To give some background on Dr. Picard’s perspective on faith and work, here are some clippings from an essay* she wrote discussing her hardest trial – her faith.  She writes…

The hardest tests are those that I put faith through before being willing to accept that Christian faith was reasonable.Rosalind Picard, Sc.D.

I used to be a staunch atheist, in part because of living fourteen years in the South, in the so-called “Bible belt.” I assumed that those who believed in a God had thrown reason to the wind. I could look around and see all kinds of uneducated people who were believers, and I thought the two went hand in hand. I believed religion was a creation of man, contrived by people who weren’t strong enough to handle death. I assumed that faith was not intellectual or based on evidence, that religious people were not real thinkers, and that if they only thought hard enough, then they would see that their religion was unnecessary, invented to help themselves cope better.

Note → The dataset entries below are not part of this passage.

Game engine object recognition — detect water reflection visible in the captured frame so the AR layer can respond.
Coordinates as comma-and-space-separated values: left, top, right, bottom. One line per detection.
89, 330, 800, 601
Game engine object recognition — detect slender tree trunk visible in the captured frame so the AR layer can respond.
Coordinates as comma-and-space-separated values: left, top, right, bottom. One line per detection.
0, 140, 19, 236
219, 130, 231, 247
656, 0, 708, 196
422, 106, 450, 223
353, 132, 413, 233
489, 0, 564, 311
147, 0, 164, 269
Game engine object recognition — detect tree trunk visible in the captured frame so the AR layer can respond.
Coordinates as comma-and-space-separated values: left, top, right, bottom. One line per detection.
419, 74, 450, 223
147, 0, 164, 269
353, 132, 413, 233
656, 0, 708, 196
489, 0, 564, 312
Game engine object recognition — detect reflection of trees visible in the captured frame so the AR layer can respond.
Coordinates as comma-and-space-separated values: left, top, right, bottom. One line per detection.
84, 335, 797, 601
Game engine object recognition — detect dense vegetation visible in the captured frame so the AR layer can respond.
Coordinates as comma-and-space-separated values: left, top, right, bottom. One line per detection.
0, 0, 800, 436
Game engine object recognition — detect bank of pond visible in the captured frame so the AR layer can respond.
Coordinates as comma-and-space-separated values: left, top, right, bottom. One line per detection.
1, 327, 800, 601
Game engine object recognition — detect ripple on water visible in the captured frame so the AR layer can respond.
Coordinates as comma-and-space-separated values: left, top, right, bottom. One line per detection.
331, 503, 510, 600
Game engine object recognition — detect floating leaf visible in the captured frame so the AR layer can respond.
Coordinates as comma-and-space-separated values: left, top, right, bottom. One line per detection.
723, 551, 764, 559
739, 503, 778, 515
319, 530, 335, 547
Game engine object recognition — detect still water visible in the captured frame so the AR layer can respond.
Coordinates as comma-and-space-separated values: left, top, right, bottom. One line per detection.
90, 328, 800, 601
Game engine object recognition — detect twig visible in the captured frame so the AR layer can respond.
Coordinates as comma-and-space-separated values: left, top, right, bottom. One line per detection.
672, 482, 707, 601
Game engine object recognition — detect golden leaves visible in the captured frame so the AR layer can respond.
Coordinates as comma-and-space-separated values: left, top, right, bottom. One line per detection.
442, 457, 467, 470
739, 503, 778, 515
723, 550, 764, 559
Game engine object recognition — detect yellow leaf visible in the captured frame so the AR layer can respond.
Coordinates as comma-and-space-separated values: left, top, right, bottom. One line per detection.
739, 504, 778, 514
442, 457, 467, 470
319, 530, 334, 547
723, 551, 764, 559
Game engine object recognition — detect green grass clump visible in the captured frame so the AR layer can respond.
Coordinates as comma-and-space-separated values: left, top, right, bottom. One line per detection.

The crux of my “hardest test”, in deciding to believe in a God, was (and remains) pride. I never liked “religious people,” still abhor religiosity, and did not want to be associated with such people or their beliefs, with any religious beliefs. …

I remember being annoyed when I learned that my atheism was also a “religion,” and that there is really no such thing as not being religious, unless perhaps you’re inanimate or turn off your brain totally when it comes to the great questions in life. Take the question of the existence of God. How could I confidently deny it, declare God couldn’t exist, unless I was omniscient? But only God, if God exists, is omniscient. … So, if I claim God does not exist, then I am claiming to be omniscient, and then I am making myself into God. This is a problem. Denying God’s existence is not rational.

The non-existence of God cannot be proven. If God is indeed Author of the whole universe, including time and space, science, reason, and experience, then all of our abilities fall short when trying to comprehend God. …

My change from an Atheist to a Christian is not to deny that there is also a lot of crap associated with religion, including with many ways fallible humans practice Christianity. …

In brief, the hardest trials have been those of confronting my own pride, and my unwillingness to examine anything other than the materialist assumptions made (unthinkingly) by so many of us.”